By this time my squeamish victim is sweating and squirming. He tries a half-hearted smile and a nod to appease me. He thinks I'm a psychopath, and I don't care. I think he's a simpering wuss, so we're even. Just look at him leaning against the wall, about to vomit on his tasseled loafers. I think to myself, this is not the kind of man (I'm using the term generously) I want my daughters to marry. He would not defend her if need be. He would not want to get dirty or risk ruining his manicure. He would faint at the sight of blood. There would be nothing of any substance standing between her and a violent world. If he couldn't solve her problem with a phone call, she would be on her own. I walk away, shaking my head. I can't believe some of the pathetic creatures who pass for men these days.
3 Comments:
Hi Randall...I think I can understand where you're coming from here. The agenda of the feminists is one of the causes of the emasculation of the American male. It's a sad thing. There is so much role reversal these days, not to mention gender confusion. Doug Wilson had an excellent sermon addressing this issue not too long ago but I can't remember the title offhand. Something about fathers I believe. Speaking of plastic wrapped packages of meat, we butchered our first bird a few weeks ago, and it's interesting to note the different reactions of people we tell....they range from "oh, don't invite me to dinner, I couldn't eat something I knew" to "what did it taste like?" I guess some people prefer to live in denial about the source of their food. I'm urging my husband to do some hunting for us with the shotgun. What are your thoughts on girls using firearms? My 7yo would dearly love to use a BB gun and is looking forward to the day when she can go "hunting with Papa".

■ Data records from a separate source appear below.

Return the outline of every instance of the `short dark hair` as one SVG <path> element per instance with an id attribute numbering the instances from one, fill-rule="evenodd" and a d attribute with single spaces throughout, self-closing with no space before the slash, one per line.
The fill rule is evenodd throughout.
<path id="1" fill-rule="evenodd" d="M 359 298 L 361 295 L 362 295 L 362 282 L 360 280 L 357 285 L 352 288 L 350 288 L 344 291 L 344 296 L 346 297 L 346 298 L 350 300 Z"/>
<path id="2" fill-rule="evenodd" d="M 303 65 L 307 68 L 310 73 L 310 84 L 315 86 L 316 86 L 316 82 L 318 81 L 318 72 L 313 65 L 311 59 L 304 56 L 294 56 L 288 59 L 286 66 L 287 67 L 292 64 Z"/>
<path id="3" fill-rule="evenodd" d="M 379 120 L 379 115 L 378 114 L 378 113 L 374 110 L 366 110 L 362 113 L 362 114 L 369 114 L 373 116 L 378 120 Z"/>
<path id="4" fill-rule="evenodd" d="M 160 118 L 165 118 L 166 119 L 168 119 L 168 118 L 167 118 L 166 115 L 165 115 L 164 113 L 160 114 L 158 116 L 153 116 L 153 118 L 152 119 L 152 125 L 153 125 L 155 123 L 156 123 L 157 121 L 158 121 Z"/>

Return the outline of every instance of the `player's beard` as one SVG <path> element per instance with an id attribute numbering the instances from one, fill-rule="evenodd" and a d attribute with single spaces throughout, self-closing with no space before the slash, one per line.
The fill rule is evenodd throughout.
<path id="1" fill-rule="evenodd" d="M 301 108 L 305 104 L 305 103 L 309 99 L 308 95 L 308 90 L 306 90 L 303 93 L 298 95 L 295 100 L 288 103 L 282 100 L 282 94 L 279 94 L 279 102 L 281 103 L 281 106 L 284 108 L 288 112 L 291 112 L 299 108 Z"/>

Hi Randall, I trapped mice and rats for the Sonora Desert Museum when I was a boy. We were paid a dime a mouse and a quarter a rat, which was good money in 1965. When our freezer would fill (I can't believe my mother would let us, but she supported our boy's work fully) we would take in the frozen bags of vermin and get a decent paycheck. My brother kept complete records of our trapline for several years and our neighbor used it to do his college thesis on rodent populations of the desert. THOSE WERE THE DAYS!! Thanks for the great story.
Emily,
You got out of the story exactly what I intended, so I am pleased. Sometime I'll blog about my oldest daughter's first (and last) deer. Girls often have a keener eye and steadier hand then the boys. And boys tend to be impatient and jerk the trigger alot.
So, I would encourage your daughter. If the human race still hunted with sharp sticks and heavy rocks, perhaps I would say hunting is men's work. But Sam Colt has made the fair sex equal to men in this area. That is, if they can bring themselves to kill something with big, brown eyes. But, increasingly, this is a problem for boys as well. :-(
Missouri Rev,
Those ARE good wages for 1965! I should have held out for more money!